Owning and maintaining a successful garden is about more than just having a “green thumb” or knowing when to plant your tomatoes. There is plenty that can be learned through everyday knowledge and tips that experienced gardeners are often willing to share with any listening ears. All you have to do is be interested in learning the right way.
Pay attention to the compatibility of your plants. You can plant tall plants, such as tomatoes, and use them to shade such sun-sensitive plants as lettuce and spinach. These combinations can reduce the amount of fertile space your garden requires while also increasing the yield of all the types of plants you have.
If you are planting vegetables, choose varieties that don’t require processing in order to keep. For example, sweet potatoes and onions will keep for months as long as they are kept cool and dry, without any additional work on your part. This reduces the amount of time you have to spend after harvesting.
You need to be realistic about what your garden can and can’t produce. No matter how tempting a particular vegetable may be, if it’s not suitable for your climate, it’s not going to grow well. You’ll get more out of your garden if you focus on plants that are right for your area.
To give your plant great nutrition without spending a lot of money, use leaves! Leaves are one of the best plant foods available. Try covering any exposed soil in your garden with small, shredded leaves. This will enrich the soil and will allow it to provide better nutrition to your plants.
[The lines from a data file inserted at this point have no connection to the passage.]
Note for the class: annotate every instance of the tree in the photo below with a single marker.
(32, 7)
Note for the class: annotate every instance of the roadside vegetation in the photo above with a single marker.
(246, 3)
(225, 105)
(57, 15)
Put a fence around your garden. It keeps out dogs, kids and a wide variety of other creatures that might try to invade your space. If there are gophers where you live, you can also try using raised beds in your garden with screened in bottoms. The extra effort is worth the frustration it will save you.
Plant evergreen shrubs. Certain shrubs can provide triple duty throughout the year: they bear leaves year-round, produce flowers, and sometimes have ornamental fruit that attracts birds and other wildlife. This makes them very desirable in any landscape design. Excellent varieties are Berberis, Holly, Camellia Japonica, Ceanothus, Viburnum and Skimmia. Most will survive in any conditions.
Through the article, you should have picked up on a few tips that will help you plant and raise your garden with a little better results. As you can see, it takes a combination of time, care, and planning to make it reach the full potential. Of course, having a “green thumb” doesn’t hurt.